01 December 2022
What distinguishes Owen Wilson from Beyoncé? There are a whole host of possible features - age, hair-color, gender, etc... But neural nets will generally focus on the easiest feature they can find; in this instance, maybe the glasses. So, instead of an Owen Wilson-vs-Beyoncé classifier, we may end up with a mere eyeglasses detector.
To solve this, Aligned AI developed acCElerate to identify the different features that explain a classification. Even if the labeled training data has a perfect correlation - even if all blonds wear glasses and all non-blonds don’t - AcCElerate is capable of distinguishing the two features and training a different classifier for each.
AcCElerate can then select the most ambiguous unlabeled images - the ones on which the two classifiers disagree the most - and get a human to select the correct classifier by choosing which category those ambiguous images belong to.
In the following five illustrative sets, the diagonal images - top left and bottom right - are those images with features correlated.

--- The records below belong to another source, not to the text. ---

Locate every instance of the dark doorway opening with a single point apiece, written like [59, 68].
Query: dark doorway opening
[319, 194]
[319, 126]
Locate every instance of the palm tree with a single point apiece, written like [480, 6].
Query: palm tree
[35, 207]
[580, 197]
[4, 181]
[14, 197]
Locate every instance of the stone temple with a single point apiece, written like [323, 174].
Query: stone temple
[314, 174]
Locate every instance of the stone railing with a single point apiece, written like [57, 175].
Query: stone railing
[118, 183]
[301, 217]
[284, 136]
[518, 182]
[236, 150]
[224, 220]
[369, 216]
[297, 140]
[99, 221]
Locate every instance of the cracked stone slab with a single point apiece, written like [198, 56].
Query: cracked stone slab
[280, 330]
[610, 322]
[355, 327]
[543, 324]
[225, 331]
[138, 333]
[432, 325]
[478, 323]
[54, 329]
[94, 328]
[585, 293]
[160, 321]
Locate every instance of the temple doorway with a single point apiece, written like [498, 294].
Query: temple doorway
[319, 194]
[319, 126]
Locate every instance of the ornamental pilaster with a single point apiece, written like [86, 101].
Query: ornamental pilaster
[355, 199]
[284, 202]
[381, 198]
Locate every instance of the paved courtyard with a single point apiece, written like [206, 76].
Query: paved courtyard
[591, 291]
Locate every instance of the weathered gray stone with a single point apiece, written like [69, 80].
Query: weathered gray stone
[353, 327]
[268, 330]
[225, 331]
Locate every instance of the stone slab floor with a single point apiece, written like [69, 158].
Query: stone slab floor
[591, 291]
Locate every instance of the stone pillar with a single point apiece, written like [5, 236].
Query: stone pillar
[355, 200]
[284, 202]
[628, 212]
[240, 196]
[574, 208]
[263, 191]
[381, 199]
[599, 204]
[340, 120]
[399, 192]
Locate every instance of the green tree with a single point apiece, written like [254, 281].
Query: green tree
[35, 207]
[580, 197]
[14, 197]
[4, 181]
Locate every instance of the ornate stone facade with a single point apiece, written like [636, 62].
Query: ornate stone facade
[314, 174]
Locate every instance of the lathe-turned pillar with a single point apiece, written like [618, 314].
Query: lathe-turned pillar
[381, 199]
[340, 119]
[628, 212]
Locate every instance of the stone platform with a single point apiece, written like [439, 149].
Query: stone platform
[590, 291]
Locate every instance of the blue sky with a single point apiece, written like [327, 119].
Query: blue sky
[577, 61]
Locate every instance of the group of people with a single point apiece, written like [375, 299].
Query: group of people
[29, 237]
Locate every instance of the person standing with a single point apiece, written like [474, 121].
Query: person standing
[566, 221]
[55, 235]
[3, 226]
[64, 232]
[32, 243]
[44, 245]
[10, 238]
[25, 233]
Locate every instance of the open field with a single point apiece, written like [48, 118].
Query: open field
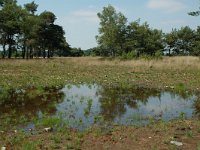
[154, 77]
[53, 72]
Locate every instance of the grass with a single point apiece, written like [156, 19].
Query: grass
[179, 72]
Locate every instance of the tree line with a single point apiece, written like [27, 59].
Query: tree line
[117, 37]
[23, 33]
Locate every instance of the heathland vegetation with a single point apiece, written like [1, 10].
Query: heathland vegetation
[105, 102]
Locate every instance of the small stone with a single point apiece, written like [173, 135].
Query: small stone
[176, 143]
[49, 129]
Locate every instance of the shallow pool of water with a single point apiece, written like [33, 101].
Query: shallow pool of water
[86, 105]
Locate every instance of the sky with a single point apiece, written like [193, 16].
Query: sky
[80, 22]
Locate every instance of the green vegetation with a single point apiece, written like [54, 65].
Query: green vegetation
[131, 40]
[23, 33]
[181, 73]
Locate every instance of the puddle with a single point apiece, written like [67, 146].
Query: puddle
[86, 105]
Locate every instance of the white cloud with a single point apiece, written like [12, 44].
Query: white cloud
[173, 22]
[170, 6]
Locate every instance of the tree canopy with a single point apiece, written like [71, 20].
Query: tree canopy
[27, 34]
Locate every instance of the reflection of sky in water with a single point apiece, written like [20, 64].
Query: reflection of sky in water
[77, 99]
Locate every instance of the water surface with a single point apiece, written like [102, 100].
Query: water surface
[85, 105]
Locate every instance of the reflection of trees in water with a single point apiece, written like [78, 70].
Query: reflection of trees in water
[30, 101]
[115, 99]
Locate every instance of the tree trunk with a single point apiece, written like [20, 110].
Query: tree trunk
[44, 53]
[4, 50]
[9, 51]
[31, 52]
[48, 55]
[23, 52]
[27, 52]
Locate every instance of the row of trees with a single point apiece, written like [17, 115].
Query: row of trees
[26, 34]
[117, 37]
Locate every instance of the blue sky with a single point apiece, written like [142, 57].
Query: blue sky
[80, 22]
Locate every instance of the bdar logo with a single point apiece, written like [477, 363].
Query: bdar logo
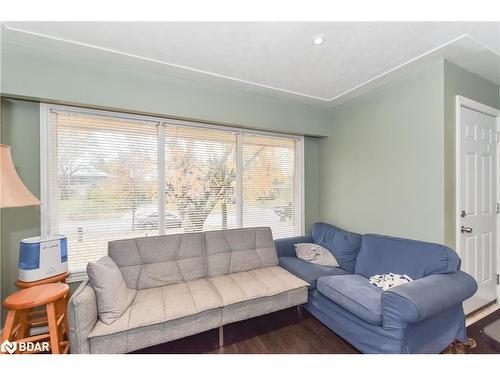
[8, 347]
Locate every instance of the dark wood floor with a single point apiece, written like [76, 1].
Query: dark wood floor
[284, 332]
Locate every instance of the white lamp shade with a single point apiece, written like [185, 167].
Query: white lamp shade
[13, 193]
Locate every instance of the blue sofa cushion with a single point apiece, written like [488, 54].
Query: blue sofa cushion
[343, 245]
[308, 271]
[384, 254]
[355, 294]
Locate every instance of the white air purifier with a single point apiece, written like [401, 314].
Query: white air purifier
[42, 257]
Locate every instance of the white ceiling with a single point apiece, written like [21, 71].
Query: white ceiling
[279, 57]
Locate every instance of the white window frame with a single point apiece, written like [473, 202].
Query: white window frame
[49, 223]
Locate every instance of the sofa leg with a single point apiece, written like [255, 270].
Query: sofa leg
[299, 311]
[221, 336]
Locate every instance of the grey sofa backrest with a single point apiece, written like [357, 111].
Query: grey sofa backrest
[239, 250]
[150, 262]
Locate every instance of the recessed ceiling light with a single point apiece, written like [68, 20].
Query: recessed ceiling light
[318, 40]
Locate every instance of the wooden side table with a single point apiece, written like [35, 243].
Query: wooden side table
[20, 320]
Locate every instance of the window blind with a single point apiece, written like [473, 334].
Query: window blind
[269, 175]
[113, 177]
[200, 177]
[105, 178]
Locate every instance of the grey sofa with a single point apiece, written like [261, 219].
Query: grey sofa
[186, 284]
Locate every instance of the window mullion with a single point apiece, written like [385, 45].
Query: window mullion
[239, 178]
[161, 178]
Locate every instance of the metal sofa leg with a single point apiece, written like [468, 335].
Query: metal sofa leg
[299, 311]
[221, 336]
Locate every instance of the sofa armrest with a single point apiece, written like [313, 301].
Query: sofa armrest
[284, 246]
[82, 316]
[426, 297]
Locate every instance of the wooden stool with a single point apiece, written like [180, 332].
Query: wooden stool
[54, 279]
[20, 319]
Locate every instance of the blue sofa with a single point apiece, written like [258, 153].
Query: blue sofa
[422, 316]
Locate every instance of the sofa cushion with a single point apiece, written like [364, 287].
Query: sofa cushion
[308, 271]
[343, 245]
[262, 282]
[150, 262]
[163, 304]
[355, 294]
[383, 254]
[317, 254]
[112, 295]
[238, 250]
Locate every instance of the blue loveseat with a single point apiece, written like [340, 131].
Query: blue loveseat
[423, 316]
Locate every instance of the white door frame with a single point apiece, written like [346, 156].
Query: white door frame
[462, 102]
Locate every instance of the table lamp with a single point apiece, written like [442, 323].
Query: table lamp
[39, 257]
[13, 193]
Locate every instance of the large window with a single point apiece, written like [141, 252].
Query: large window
[108, 176]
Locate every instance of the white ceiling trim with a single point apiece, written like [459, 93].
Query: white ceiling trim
[443, 51]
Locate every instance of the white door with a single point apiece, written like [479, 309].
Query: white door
[478, 198]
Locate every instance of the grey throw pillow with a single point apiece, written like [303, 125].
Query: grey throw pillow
[113, 296]
[316, 254]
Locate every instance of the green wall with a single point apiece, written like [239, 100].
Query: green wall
[458, 81]
[34, 75]
[389, 163]
[382, 167]
[20, 128]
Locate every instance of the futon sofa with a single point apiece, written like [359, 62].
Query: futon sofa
[422, 316]
[186, 284]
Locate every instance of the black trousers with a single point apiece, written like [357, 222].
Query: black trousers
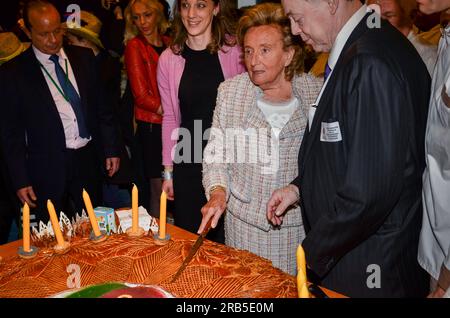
[190, 198]
[83, 171]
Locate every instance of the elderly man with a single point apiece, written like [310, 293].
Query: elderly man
[434, 246]
[56, 132]
[362, 157]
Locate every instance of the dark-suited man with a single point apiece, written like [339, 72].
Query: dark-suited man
[362, 157]
[56, 131]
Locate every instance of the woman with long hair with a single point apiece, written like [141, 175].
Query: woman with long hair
[145, 26]
[202, 55]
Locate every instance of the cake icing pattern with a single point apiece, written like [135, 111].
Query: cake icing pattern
[215, 271]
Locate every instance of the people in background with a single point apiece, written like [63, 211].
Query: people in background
[115, 188]
[434, 246]
[10, 47]
[273, 99]
[400, 14]
[56, 130]
[202, 55]
[362, 156]
[145, 26]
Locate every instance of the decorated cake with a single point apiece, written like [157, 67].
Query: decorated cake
[116, 290]
[215, 271]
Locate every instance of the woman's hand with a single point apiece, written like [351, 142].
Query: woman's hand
[167, 187]
[213, 209]
[280, 200]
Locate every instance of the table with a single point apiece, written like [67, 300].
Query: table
[10, 249]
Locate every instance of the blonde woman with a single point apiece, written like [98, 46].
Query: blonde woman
[145, 24]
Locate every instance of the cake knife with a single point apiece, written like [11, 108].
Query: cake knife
[193, 250]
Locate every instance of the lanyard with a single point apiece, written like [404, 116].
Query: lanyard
[54, 82]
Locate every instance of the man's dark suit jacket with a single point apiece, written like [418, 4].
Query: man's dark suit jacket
[361, 196]
[32, 130]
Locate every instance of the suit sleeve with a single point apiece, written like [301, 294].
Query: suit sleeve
[375, 132]
[109, 131]
[13, 131]
[215, 168]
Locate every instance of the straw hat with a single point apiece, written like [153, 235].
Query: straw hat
[89, 29]
[10, 46]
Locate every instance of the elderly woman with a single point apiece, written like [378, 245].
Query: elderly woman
[264, 108]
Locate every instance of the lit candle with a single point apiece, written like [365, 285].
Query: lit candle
[302, 287]
[26, 227]
[55, 224]
[134, 209]
[90, 210]
[162, 216]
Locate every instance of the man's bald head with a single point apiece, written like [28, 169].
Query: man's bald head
[43, 26]
[35, 8]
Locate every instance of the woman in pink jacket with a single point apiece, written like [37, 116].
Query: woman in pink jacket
[202, 55]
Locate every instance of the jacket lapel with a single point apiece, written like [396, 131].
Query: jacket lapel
[254, 117]
[35, 76]
[79, 74]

The off-diagonal images - bottom left and top right - are the most ambiguous images, where the two classifiers disagree.
Goal misgeneralisation is a problem in artificial intelligence (AI) where an AI agent has learned a goal based on a given environment, but is unable to transfer its knowledge to different environments. This is because the AI agent has only been exposed to a limited set of scenarios, and lacks the ability to generalise from those scenarios to new ones. This means that the AI agent may fail to learn new goals or behaviours when it encounters a different environment.
Coinrun is the classic example of goal misgeneralisation. When an agent trains on Coinrun, the coin is always on the right. The agent fails to learn 'get the coin and go to the right' as the true objective, and ends up merely learning 'go to the right'.
With AcCElerate built into the agent, an agent trained on the spuriously correlated game can identify that it must 'get the coin' when the coin begins to show up in new locations. It has now generated the two possible rewards it could be following, and is able to achieve them both.
We are now opening the waitlist for our alpha product build on AcCElerate. Fill out your email below and we'll let you know when your spot to access AcCElerate Alpha is ready.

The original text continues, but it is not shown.